The interview is conducted by Ellen and two others, Megan and Ari, and the tone is relaxed and informal; so much so that after ten minutes Lucy is chatting away, forgetting that she’s at an interview at all. The agency’s roster of clients is interesting, and she asks as many questions about them as she is asked about herself.
‘Sorry,’ she says eventually, flushing slightly. ‘Rabbiting on a bit.’
‘It’s fine,’ says Megan, who’s one of the directors.
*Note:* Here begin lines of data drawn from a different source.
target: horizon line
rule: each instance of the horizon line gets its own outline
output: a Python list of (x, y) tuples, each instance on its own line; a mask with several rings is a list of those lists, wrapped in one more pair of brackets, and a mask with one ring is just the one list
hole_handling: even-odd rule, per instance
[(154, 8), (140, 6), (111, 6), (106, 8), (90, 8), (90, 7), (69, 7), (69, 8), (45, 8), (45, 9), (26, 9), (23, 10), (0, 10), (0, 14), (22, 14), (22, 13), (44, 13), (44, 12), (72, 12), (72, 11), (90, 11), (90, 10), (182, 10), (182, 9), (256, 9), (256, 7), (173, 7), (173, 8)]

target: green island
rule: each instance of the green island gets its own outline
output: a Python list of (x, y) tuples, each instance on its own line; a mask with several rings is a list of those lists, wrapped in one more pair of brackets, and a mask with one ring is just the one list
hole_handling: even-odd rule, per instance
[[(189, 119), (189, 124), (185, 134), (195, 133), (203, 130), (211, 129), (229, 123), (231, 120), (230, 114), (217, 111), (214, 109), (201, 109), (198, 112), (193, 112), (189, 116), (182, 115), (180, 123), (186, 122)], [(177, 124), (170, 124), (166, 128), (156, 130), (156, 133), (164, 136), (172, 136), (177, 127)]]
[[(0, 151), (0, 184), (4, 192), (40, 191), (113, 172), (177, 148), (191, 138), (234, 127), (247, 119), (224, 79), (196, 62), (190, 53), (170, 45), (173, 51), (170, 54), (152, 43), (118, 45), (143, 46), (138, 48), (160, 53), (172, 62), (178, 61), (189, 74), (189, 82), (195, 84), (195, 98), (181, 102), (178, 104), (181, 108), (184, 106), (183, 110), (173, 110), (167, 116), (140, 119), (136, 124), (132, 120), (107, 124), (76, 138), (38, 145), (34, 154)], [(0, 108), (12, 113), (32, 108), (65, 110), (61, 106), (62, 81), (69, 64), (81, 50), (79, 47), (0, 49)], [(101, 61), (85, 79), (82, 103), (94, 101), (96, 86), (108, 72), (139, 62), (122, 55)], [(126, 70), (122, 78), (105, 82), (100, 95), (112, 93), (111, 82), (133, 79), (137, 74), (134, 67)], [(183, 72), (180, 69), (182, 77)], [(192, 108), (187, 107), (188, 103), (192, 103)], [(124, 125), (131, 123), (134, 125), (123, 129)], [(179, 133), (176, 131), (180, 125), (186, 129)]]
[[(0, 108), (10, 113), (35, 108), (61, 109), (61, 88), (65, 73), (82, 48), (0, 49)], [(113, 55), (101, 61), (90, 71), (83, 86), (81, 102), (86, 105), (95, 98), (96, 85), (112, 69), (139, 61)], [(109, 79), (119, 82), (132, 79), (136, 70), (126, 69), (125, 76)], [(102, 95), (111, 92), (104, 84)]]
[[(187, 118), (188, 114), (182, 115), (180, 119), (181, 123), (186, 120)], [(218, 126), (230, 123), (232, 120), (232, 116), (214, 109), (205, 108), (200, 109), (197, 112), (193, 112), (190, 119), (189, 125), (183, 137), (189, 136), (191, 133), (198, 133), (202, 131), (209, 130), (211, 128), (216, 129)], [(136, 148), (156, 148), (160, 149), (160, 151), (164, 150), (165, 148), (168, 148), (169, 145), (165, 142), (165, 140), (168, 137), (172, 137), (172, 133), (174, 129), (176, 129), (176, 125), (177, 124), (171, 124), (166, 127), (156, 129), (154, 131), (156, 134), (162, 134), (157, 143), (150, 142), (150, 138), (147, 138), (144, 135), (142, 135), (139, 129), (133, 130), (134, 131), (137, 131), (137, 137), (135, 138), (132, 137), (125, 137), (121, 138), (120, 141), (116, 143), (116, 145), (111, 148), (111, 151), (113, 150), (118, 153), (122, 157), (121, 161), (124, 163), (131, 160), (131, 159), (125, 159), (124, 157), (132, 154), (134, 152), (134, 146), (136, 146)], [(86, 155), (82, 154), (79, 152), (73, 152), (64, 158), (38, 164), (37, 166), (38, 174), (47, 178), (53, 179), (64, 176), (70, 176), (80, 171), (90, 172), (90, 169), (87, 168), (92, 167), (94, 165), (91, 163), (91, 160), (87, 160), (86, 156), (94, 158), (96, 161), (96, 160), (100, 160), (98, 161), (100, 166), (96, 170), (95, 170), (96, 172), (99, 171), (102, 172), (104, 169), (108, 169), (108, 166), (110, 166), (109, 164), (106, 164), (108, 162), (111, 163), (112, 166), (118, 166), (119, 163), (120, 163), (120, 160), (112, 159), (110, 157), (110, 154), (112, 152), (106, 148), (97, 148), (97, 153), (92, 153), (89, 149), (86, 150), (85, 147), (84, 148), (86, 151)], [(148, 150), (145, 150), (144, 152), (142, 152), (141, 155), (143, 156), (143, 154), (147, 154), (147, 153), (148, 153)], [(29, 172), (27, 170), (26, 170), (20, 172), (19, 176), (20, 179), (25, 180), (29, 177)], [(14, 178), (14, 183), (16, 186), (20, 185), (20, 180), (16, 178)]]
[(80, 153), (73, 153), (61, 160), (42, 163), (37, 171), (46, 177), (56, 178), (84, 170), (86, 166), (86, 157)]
She wears her dark hair in a severe pixie cut and teams the obligatory Converse with a Breton top and chunky necklace. ‘It’s great that you’re so passionate about working with charities. The thing is, although the role involves a bit of client liaison, there’d also be quite a bit of basic admin work. Spreadsheets and so on. Would you be okay with that?’
‘Fine,’ says Lucy, meaning it. She would just be happy to have a job and be able to leave the house every day like a normal adult.
‘The other thing is…’ says Ari, a slight, handsome man with greying temples. ‘… we’ve pitched the salary at the level of a recent graduate, but you’re obviously a little older, and you have a master’s degree.’ His gaze fixes on Lucy’s tailored suit and Russell and Bromley loafers. ‘I’m not sure if that would be in line with your expectations. Only, since we work with charities, we have to keep our payroll spend to a minimum.’
‘It’s not a problem,’ Lucy says quickly. She glances along the line of faces on the other side of the desk. ‘Cards on the table – I may as well be completely honest – I don’t need the money. My husband died recently, and he’s left me extremely well-provided for. But he also left me with an empty house and a surfeit of my own company. That’s one reason I’d really like this role.’